The penalty is for exceeding 105 percent of the national average rate of payment errors — overpayments or underpayments — for the past two federal budget years, according to the letter from the U.S. Department of Agriculture.
Texas plans to appeal the fine, said Geoff Wool, a spokesman for the state Health and Human Services Commission. He said that the number of food stamp recipients in Texas spiked after Hurricane Ike in 2008, increasing 26 percent in the year that followed.
It’s true that Hurricane Ike made a bad situation worse. But it was a bad situation to begin with because of the miserable failure privatization extravaganza that started in 2005 until its merciful death less than two years later. In the meantime, of course, the state had seen thousands of experienced HHSC employees leave the agency, which is the proximate cause of the staff shortages that led to the initial lawsuit over food stamp application processing delays. Ike was a factor, but without that screwed up experiment, HHSC would have been in much better shape to handle the increase in caseload that Ike helped cause. Rick Perry and his Republican cronies took something that was working, and they broke it. And the cost of that – the human cost, not just the dollars and cents cost – keeps mounting. And just as a reminder, one of the guys who helped screw things up in the first place has now been hired to un-screw them.

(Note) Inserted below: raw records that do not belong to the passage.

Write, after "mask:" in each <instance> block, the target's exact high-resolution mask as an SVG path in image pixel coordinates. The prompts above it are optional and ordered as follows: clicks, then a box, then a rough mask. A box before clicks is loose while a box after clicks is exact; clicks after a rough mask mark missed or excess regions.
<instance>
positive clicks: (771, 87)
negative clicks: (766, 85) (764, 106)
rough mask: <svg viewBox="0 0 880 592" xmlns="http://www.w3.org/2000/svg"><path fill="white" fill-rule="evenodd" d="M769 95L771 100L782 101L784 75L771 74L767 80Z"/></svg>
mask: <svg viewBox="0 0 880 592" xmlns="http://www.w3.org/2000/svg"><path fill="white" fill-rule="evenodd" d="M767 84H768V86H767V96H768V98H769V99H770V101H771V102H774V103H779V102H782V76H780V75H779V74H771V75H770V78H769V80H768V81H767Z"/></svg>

Speaking of that lawsuit from last year, here’s a brief update.
In December, Texas RioGrande Legal Aid sued the commission in state district court in Travis County over the backlog. The group expanded its lawsuit in June, adding more plaintiffs and arguing that the entire food stamp system is purposely dissuading people from participating.
But Wool said, “We feel that because this is a federal program governed by federal rules, the state court is limited in its ability to provide relief.” The state is seeking to get the case dismissed, arguing in a June 22 court filing that food stamp processing deadlines aren’t mandatory.
“That,” said Cynthia Martinez of Texas RioGrande Legal Aid, “is about as ridiculous as it sounds. This is an attempt for them to avoid accountability by making the argument that the king can do no wrong because he is the king.”
Business as usual, I’m afraid. Hair Balls has more.
Mecklenburg County NC avoided federal fines by having their workers cheat, falsify, “do whatever is needed” to get the cases processed timely. This is done with Management / Director approval.